The Senate passed legislation Tuesday to allow any of the nearly 3,000 families of the Sept. 11 victims to sue the government of Saudi Arabia for any role it might have had in the attacks.
New York Sen. Charles Schumer (D), one of the legislation's sponsors, said it would "bring a small measures of justice" to the victims and their families and hold Saudi Arabia "accountable."
But the Obama administration, the Saudi government, and others are of a different opinion: The legislation could expose the United States to an international relations nightmare.
"[T]he potential exposure such a measure would bring to the U.S. is inestimable," wrote the Los Angeles Times in an editorial that slammed the bill.
Expect to see civil claims by victims of collateral damage in [US] military attacks, lawsuits by people caught up in the nation's post-9/11 detention policies, including Guantanamo Bay, and challenges over atrocities committed by U.S.-backed Syrian rebels. Pretty much anywhere that U.S. policies have led to damages, those who suffered could potentially seek redress in their own courts, jeopardizing American assets overseas, where the rule of law sometimes is solid, but in other cases is a tool wielded for political purposes."
The Justice Against Sponsors of Terrorism Act would give Americans the right to bring a lawsuit against any foreign government tied to terror attacks on US soil. The legislation, however, is meant to allow the families of victims of 9/11 to sue Saudi Arabia, since some lawmakers allege it supported some of the 19 terrorists.
In addition to urging the Obama administration to declassify 28 pages of an 838-page congressional report about the attacks, thousands of family members brought a class-action lawsuit against Saudi Arabia, albeit unsuccessfully. A federal judge dismissed Riyadh from the lawsuit, saying the plaintiffs did not present sufficient evidence the government was involved. And the US Supreme Court later declined to take up a case that examined if the lower courts should have dismissed the lawsuit altogether.
The legislation on the table aims to amend the 1976 Foreign Services Immunities Act that, for the most part, shields any foreign government from being sued by American citizens. In fact, Saudi Arabia invoked it in the case that the federal judge dismissed.
But there have been exceptions involving terrorism, notably against Chile and Taiwan, both of which involved state-sanctioned assassinations, according to The Philadelphia Inquirer.

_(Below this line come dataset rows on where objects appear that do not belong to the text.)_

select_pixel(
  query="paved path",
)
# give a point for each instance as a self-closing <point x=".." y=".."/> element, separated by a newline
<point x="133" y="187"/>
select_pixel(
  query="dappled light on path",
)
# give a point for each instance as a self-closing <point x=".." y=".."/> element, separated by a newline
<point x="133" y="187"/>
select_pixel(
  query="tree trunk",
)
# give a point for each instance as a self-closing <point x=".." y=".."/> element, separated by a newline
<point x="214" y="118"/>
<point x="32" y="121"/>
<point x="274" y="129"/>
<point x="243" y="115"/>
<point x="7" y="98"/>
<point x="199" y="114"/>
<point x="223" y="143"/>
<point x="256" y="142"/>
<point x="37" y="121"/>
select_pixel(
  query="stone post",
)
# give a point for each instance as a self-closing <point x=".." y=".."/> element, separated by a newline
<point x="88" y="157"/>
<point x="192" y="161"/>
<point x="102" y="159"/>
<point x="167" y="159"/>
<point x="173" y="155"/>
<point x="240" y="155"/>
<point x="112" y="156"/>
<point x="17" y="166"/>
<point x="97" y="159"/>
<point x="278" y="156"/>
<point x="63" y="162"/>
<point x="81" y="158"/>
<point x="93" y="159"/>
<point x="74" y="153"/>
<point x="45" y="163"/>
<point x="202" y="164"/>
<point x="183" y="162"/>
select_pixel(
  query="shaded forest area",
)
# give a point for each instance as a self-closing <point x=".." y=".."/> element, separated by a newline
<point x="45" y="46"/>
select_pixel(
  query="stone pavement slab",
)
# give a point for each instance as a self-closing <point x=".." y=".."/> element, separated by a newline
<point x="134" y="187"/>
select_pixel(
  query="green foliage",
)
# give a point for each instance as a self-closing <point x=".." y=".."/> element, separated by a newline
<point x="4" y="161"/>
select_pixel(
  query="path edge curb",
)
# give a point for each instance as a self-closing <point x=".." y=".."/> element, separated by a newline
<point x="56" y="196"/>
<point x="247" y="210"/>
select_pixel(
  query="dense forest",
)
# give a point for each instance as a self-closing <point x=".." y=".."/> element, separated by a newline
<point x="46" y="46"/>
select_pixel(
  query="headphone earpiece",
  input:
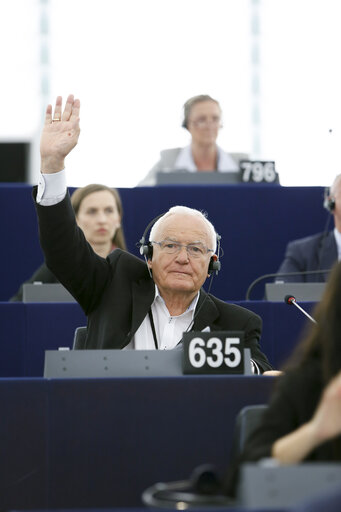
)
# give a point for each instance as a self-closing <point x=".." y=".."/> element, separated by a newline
<point x="214" y="266"/>
<point x="329" y="201"/>
<point x="146" y="249"/>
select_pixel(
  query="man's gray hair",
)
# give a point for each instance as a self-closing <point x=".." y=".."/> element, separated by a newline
<point x="184" y="210"/>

The families of Americans killed in terror attacks in Israel from 2002 to 2004 won a lawsuit against the Palestinian Authority and Palestinian Liberation Organization (PLO) for their involvement. The Palestinian Authority and PLO have appealed the decision, arguing the attacks were directed at Israelis, not Americans.
The argument of Saudi Foreign Minister Adel bin Ahmed Al-Jubeir is different, falling in line more with the Obama administration and Los Angeles Times editorial board.
"What [Congress is] ... doing is stripping the principle of sovereign immunities which would turn the world for international law into the law of the jungle," said Mr. Al-Jubeir in a statement May 3. "That's why the [Obama] administration is opposed to it, and that's why every country in the world is opposed to it."
White House Press Secretary Joshua Earnest said the Obama administration's opposition to the legislation is in the same vein.
"It could put the United States and our taxpayers and our service members and our diplomats at significant risk if countries were – other countries were to adopt a similar law," he said in a press briefing April 18, adding any "concerns" against Saudi Arabia should be addressed through diplomacy.
Mr. Earnest does not expect the president to sign the legislation, and the House has not acted on it, according to the Associated Press.
Steve Vladeck, a professor at American University's Washington College of Law that specializes in counterterrorism, tells The Christian Science Monitor that one late amendment to the bill could minimize its effectiveness. The amendment would give the government the ability to put any lawsuit on hold, especially for national security or diplomacy reasons, he says.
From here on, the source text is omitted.